Como defende Monteiro Fernandes, in Direito do Trabalho, Almedina, 14º edição, pag. 582 (…) “é a própria razão de ser da prescrição que é apontada para justificar este regime. Pretende-se evitar, que a possibilidade da punição de uma eventual falta seja mantida como uma ameaça sobre o trabalhador com o objectivo de condicionar o seu comportamento, inclusive a sua capacidade de reclamar e, por outro lado, que o excessivo distanciamento entre a prática da infracção e a aplicação da sanção não se adeque ao carácter e aos fins desta que se consideram ser sobretudo preventivos e não retributivos”.
A infracção disciplinar prescreve ao fim de um ano a contar do momento em que teve lugar, salvo se os factos constituírem igualmente crime, caso em que são aplicáveis os prazos prescricionais da lei penal (cfr. nº 2 do artº 372º).
Quando estejam em causa meros indícios ou suspeitas sobre os factos constitutivos da infracção ou sobre o seu autor, a fim de se apurar se existem dados suficientes que justifiquem a dedução do procedimento disciplinar, haverá lugar a um processo de averiguações, o procedimento prévio de inquérito (art. 412º).
Tanto a comunicação da nota de culpa como a instauração do procedimento prévio de inquérito, interrompem os prazos referidos (art. 411º, n.º 4 e art. 412º).
Para que tal interrupção ocorra é, no entanto, necessário que fique demonstrado que aquele procedimento é necessário para fundamentar a nota de culpa.
No caso dos autos e da consulta do respectivo processo disciplinar resulta inquestionável que a R. empregadora teve, pelo menos, conhecimento das alegadas infracções imputadas ao A. no dia 27 de Maio de 2008.
Por sua vez, também se nos afigura indiscutível que a abertura do procedimento disciplinar foi ordenada por despacho de 13 de Junho de 2008 e que as diligências realizadas antes da elaboração da nota de culpa, ocorreram já no âmbito desse processo disciplinar, o que se retira desde logo da expressão utilizada no respectivo intróito “continuação do processo disciplinar”.
Acresce que os RR. não obstante fazerem alusão na contestação à realização de um procedimento prévio de inquérito não especificaram as diligências que o integraram nem comprovaram a sua existência - no processo disciplinar não é feita qualquer alusão à sua existência -, pelo que não demonstraram que tenha ocorrido a invocada interrupção da invocada caducidade.

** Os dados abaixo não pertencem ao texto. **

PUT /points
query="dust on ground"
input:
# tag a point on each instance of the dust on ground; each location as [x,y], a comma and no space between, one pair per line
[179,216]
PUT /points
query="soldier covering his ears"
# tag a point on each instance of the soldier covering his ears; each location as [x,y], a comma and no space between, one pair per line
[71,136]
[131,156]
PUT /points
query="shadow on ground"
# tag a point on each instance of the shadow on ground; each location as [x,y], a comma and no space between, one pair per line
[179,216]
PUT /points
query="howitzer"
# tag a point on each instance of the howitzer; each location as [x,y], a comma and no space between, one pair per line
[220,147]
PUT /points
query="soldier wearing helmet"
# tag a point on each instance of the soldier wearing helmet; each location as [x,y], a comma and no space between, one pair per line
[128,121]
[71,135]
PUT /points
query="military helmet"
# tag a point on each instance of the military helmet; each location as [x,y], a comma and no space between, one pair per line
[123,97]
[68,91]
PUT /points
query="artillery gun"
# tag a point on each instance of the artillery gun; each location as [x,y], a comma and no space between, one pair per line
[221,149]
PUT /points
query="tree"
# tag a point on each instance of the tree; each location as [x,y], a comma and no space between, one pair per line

Assim, forçoso será concluir que entre o conhecimento pela R. empregadora da alegada infracção imputada ao A. – que ocorreu em 27 de Maio de 2008 e o recebimento da nota de culpa- que se verificou em 30 de Julho de 2008 (cfr. fls. 12 do processo disciplinar)- decorreram mais de 60 dias e, em consequência, ocorreu a invocada caducidade do direito ao exercício do poder disciplinar da entidade patronal”.
Contra estes argumentos, a recorrente invoca que o prazo de 60 dias apenas começa a decorrer quando o empregador estiver na posse de elementos que lhe permitam aquilatar da autoria da infracção, e que no dia 27 de Maio de 2008 apenas teve conhecimento da infracção e não da autoria da infracção. Na participação feita pelo novo director em 27.5.2008 não se identifica o autor da infracção e a recorrente nunca afirmou que nessa data sabia quem era o autor da infracção. Mais invoca que o ónus de prova da caducidade pertence ao recorrido, como elemento constitutivo da sua defesa, no que tem razão – importa por isso apreciar a prova.

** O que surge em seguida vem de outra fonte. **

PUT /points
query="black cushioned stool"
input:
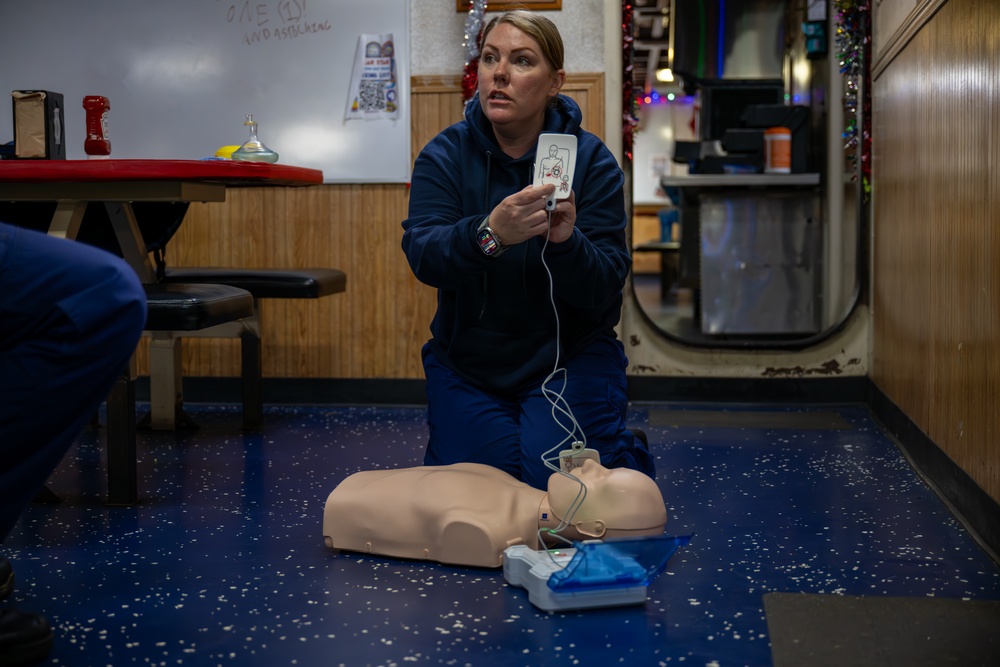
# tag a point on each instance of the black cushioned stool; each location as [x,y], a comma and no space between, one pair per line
[170,308]
[309,283]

Vejamos: conforme resulta do depoimento da própria testemunha Dr. H…, acima transcrito, o suspeito era o recorrido porque não havia nenhuma avaria técnica e como resulta também dos depoimentos das outras testemunhas ouvidas antes da dedução da nota de culpa, o suspeito era o recorrido. Aliás, é isso mesmo que resulta do primeiro despacho dado no processo disciplinar: atenta a participação e recaindo a suspeita sobre, determina-se a abertura de processo disciplinar – este despacho está datado de 13.6.2008 e é anterior à inquirição das testemunhas, ou seja, a recorrente já suspeitava do recorrido, ainda antes de realizar qualquer diligência probatória ou de investigação. E o que determinou foi a abertura de processo disciplinar e não a realização de processo prévio de inquérito. Não deixa de ser relevante que nenhuma nominação de processo prévio de inquérito exista. Se o empregador realiza diligências probatórias antes da dedução da nota de culpa, isso não significa necessariamente que esteja a conduzir um processo prévio de inquérito.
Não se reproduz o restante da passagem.